Two wards are also guaranteed to get a new councillor. That’s because their incumbents — Klein in Charleswood-Tuxedo-Westwood and Gillingham in St. James — are running for mayor.

The rest of Winnipeg’s wards will see their incumbent councillors face one or more challengers in their bids to hold on to their seats.

Those areas are Daniel McIntyre, Elmwood-East Kildonan, Fort Rouge-East Fort Garry, Mynarski, North Kildonan, Point Douglas, River Heights-Fort Garry, St. Boniface, St. Vital, Transcona and Waverley West.

And school trustees?

You can read the full list of candidates on the city’s website.

It’s believed at least a dozen people running for school trustee positions in Winnipeg are vocal critics of pandemic-era restrictions, some of whom gained widespread notoriety for their dissent.

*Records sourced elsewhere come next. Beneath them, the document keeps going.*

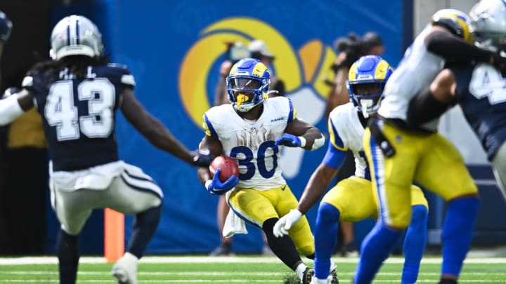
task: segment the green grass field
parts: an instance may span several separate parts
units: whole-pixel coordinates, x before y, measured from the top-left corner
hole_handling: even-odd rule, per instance
[[[351,283],[357,259],[333,259],[339,282]],[[417,283],[436,284],[440,262],[424,258]],[[402,263],[389,259],[374,283],[400,283]],[[112,284],[111,266],[100,257],[82,257],[77,283]],[[275,257],[147,257],[139,265],[138,283],[283,283],[292,273]],[[0,258],[0,284],[58,283],[56,257]],[[506,258],[468,258],[459,283],[506,283]]]

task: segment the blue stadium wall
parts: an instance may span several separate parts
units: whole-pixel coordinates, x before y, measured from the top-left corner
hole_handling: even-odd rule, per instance
[[[197,149],[203,132],[202,116],[214,101],[219,67],[228,41],[245,44],[264,40],[276,58],[273,71],[286,83],[287,96],[299,116],[327,133],[324,117],[329,89],[323,83],[339,36],[353,32],[379,33],[384,57],[396,65],[413,38],[411,1],[282,0],[276,1],[97,1],[93,5],[58,6],[56,20],[71,13],[88,15],[103,32],[105,50],[114,62],[134,74],[139,100],[190,149]],[[142,168],[163,189],[165,198],[160,227],[148,253],[207,253],[219,243],[218,198],[209,195],[194,168],[151,146],[118,114],[120,156]],[[325,147],[313,152],[283,153],[285,178],[300,196]],[[316,210],[307,215],[311,226]],[[102,212],[93,213],[82,238],[83,253],[101,253]],[[128,240],[133,217],[126,220]],[[371,222],[357,225],[361,238]],[[53,251],[58,223],[48,220],[48,251]],[[234,238],[236,252],[260,252],[259,229]]]

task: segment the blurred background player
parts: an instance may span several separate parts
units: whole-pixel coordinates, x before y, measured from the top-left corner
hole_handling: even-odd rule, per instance
[[[236,224],[247,222],[261,228],[275,255],[295,271],[303,283],[309,283],[313,269],[302,262],[299,255],[314,256],[307,219],[299,220],[290,230],[290,237],[278,238],[273,234],[278,218],[297,204],[282,176],[279,145],[314,150],[325,143],[325,138],[318,128],[297,119],[289,99],[267,100],[269,77],[267,67],[257,59],[241,60],[232,67],[227,78],[232,103],[205,112],[205,136],[200,148],[214,156],[225,154],[236,160],[240,176],[221,182],[219,171],[211,177],[207,168],[199,168],[198,176],[210,194],[227,193],[232,209],[227,219],[238,217]],[[239,232],[226,224],[223,236]]]
[[[264,63],[266,67],[270,68],[272,67],[272,62],[275,58],[274,55],[269,51],[265,42],[261,39],[252,41],[247,47],[243,46],[241,42],[235,42],[233,45],[230,45],[228,53],[229,59],[223,62],[220,67],[220,79],[217,84],[218,87],[216,88],[215,96],[215,97],[219,99],[215,101],[216,104],[214,105],[229,104],[231,102],[228,100],[229,97],[226,79],[227,76],[228,76],[232,65],[235,64],[239,60],[251,57],[258,59]],[[269,69],[269,70],[271,69]],[[267,95],[269,97],[285,96],[285,83],[283,80],[273,75],[271,71],[269,71],[269,74],[271,75],[271,84],[269,85],[269,92]],[[223,256],[233,254],[232,238],[223,238],[221,234],[229,210],[230,208],[226,203],[225,196],[220,196],[218,201],[217,217],[221,243],[211,252],[210,255]],[[273,253],[268,246],[267,238],[264,234],[263,234],[263,239],[264,248],[262,248],[262,255],[273,255]]]
[[[476,45],[500,54],[506,51],[506,6],[500,0],[482,0],[469,12]],[[432,120],[450,105],[459,104],[488,161],[506,200],[506,79],[487,63],[446,65],[429,89],[411,101],[408,120]],[[440,110],[441,113],[434,111]]]
[[[6,43],[9,36],[11,36],[11,32],[12,30],[12,22],[8,19],[7,15],[2,11],[0,11],[0,59],[1,59],[2,54],[4,53],[4,45]],[[1,69],[0,69],[0,83],[1,80]],[[0,90],[4,89],[3,86],[0,86]],[[4,184],[4,179],[6,177],[5,170],[6,168],[6,163],[5,161],[5,149],[6,143],[6,135],[7,129],[4,127],[0,127],[0,200],[5,201],[6,196],[6,186]],[[0,243],[8,244],[8,229],[7,229],[8,218],[6,216],[6,212],[5,210],[5,206],[1,206],[0,210]],[[5,253],[8,252],[9,245],[0,245],[0,250]]]
[[[272,62],[275,57],[268,50],[266,43],[261,39],[255,39],[249,43],[248,48],[251,52],[251,57],[260,60],[270,70],[271,85],[268,97],[284,97],[285,95],[285,82],[279,79],[273,72]]]
[[[250,57],[251,52],[248,47],[240,41],[226,42],[226,59],[221,62],[219,69],[219,77],[216,83],[214,93],[214,105],[228,104],[228,93],[226,88],[226,77],[230,73],[232,65],[242,58]],[[226,214],[225,214],[226,215]]]
[[[408,189],[413,181],[447,201],[440,283],[457,283],[471,243],[478,189],[459,151],[437,133],[437,119],[416,126],[408,124],[406,119],[409,101],[427,88],[446,62],[470,60],[498,66],[504,62],[495,53],[474,46],[465,13],[440,10],[387,83],[384,99],[364,135],[379,219],[363,241],[356,284],[372,282],[408,226],[411,191]]]
[[[336,107],[350,102],[346,89],[346,79],[351,65],[361,56],[366,55],[381,55],[384,51],[384,46],[381,36],[374,32],[368,32],[361,38],[351,33],[346,36],[338,38],[335,43],[337,57],[330,67],[330,80],[327,83],[331,86],[330,92],[327,98],[325,117],[328,120],[329,114]],[[346,153],[337,175],[335,182],[347,178],[355,173],[355,158],[351,151]],[[354,243],[353,223],[340,220],[339,229],[342,239],[339,240],[336,248],[341,256],[358,255]]]
[[[379,107],[383,87],[393,72],[388,62],[376,55],[356,61],[349,71],[348,90],[351,102],[337,107],[329,119],[330,143],[323,161],[311,175],[296,209],[274,226],[275,236],[286,234],[292,225],[320,199],[339,170],[348,150],[355,157],[355,175],[340,181],[323,197],[318,208],[315,235],[315,276],[311,283],[332,283],[327,280],[332,252],[336,245],[339,220],[357,222],[377,218],[368,165],[364,158],[363,136],[370,116]],[[427,201],[422,190],[412,186],[413,218],[404,242],[406,261],[402,284],[415,283],[427,238]]]
[[[227,58],[220,65],[219,77],[216,83],[216,92],[214,94],[214,105],[218,106],[223,104],[229,104],[228,90],[227,90],[226,77],[230,73],[232,66],[242,58],[249,58],[251,55],[247,46],[240,41],[227,42]],[[216,247],[209,255],[226,256],[234,254],[232,250],[232,238],[224,238],[221,236],[225,219],[230,208],[226,203],[225,196],[220,196],[218,200],[218,208],[216,208],[216,219],[218,221],[218,231],[220,236],[220,245]]]
[[[53,60],[36,65],[23,89],[0,100],[0,124],[34,107],[34,101],[43,114],[51,200],[61,223],[60,283],[75,283],[79,232],[92,210],[109,208],[136,214],[127,251],[112,274],[119,283],[136,283],[138,259],[157,229],[163,194],[142,170],[119,159],[114,112],[121,109],[152,144],[188,163],[208,165],[211,157],[188,151],[140,104],[134,76],[125,67],[108,64],[101,34],[89,19],[64,18],[53,29],[51,43]]]

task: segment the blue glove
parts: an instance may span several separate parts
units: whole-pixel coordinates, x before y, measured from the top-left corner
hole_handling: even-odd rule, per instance
[[[304,141],[302,140],[304,140]],[[285,133],[274,142],[274,146],[277,147],[278,145],[284,145],[289,147],[304,147],[306,146],[306,140],[304,139],[304,137]]]
[[[217,169],[212,180],[206,182],[207,191],[212,195],[221,195],[232,189],[239,182],[239,177],[233,175],[225,182],[221,182],[218,177],[221,170]]]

Concerns have also been raised about Manitoba’s election laws, which don’t require disclosure about who’s financing a campaign. 

How do I vote?

You can find information about how to vote here, including what kind of ID you need, how to know where to cast your ballot and who’s allowed to vote.

What’s happening outside Winnipeg?

Almost half of Manitoba’s municipalities having elections this year will see their head of council — like a mayor or reeve — elected by default because no one ran against them.

But that’s not the case everywhere: the city of Brandon, for example, is having a mayoral race for the first time since 2014.

And because incumbent Mayor Rick Chrest decided not to run for a third term in Manitoba’s second largest city, Brandon is also guaranteed to elect a new mayor. Two candidates have stepped up in the wide-open race: Elliott Oleson and Jeff Fawcett.

The northern Manitoba city of Thompson is also seeing a competition for its mayoral seat. Incumbent Mayor Colleen Smook faces challengers Les Ellsworth and Ron Matechuk.